極端な例ですが、1社の株に全ての資産をつぎ込んでいて、その会社が倒産してしまった場合、全ての資産を失うことになります。
もちろん大きく成長すれば得られるものも大きいですが、これは非常にリスク(上下の振れ幅の可能性)が高い状態です。
このリスクをなるべく小さくするのが分散投資の考え方です。
1つずつ見ていきます。
① 資産(商品)の分散
資産(商品)は日々価格が変動しますが、当然ながら動き方が異なります。
日本経済が伸び悩んでいるときには、日本の株は全体として成長は鈍いですが、その中でも大きく伸びている会社はあります。
また、日本経済の動きとはあまり関係なく、新興国の中には大きく伸びている国もあります。
そのため、投資先を複数に分散することで、リスクを下げることができます。
組み合わせず、1つの資産だけで運用した場合、次のようなことが考えられます。
- △の国内株だけに投資していた場合、5年後はマイナスになっていた可能性があります
- □の国内債券だけに投資していた場合、安定はしていますが大きなリターンは得られない可能性があります
- ◯の海外株だけに投資していた場合、5年後まで我慢できれば大きなリターンが得られますが、1-2年後に売ってしまっていたかもしれません
それに対し、この3つの商品に分散投資していた場合、国内株の急落の影響が緩和され、最終的には債券よりも高い結果が得られる可能性があります。

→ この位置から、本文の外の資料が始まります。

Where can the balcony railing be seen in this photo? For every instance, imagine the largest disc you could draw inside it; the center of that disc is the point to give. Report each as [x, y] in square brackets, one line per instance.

つまり、安定した商品、ハイリスクの商品を組み合わせて資産を持つことで、リスクを下げつつパフォーマンスを向上することができます。
これが、資産を分散することのメリットです。
② 時間の分散
また、株、投資信託、債権、外貨、これらはすべて日々価格が変動します。
これらをあるタイミングで1度に買うのではなく、分割して購入することで、高値買いのリスクを下げることができます。
定額購入法、またはドル・コスト平均法と呼ばれる考え方です。
定額購入法を、ある会社の株を売買するケースで考えてみます。
株価が図のように上昇・下降を繰り返し、6月には投資を始めたときと同じ価格だったとします。
これを1月に全額購入したケースと、毎月2万円ずつ購入したケースを考えてみると、以下の結果になります。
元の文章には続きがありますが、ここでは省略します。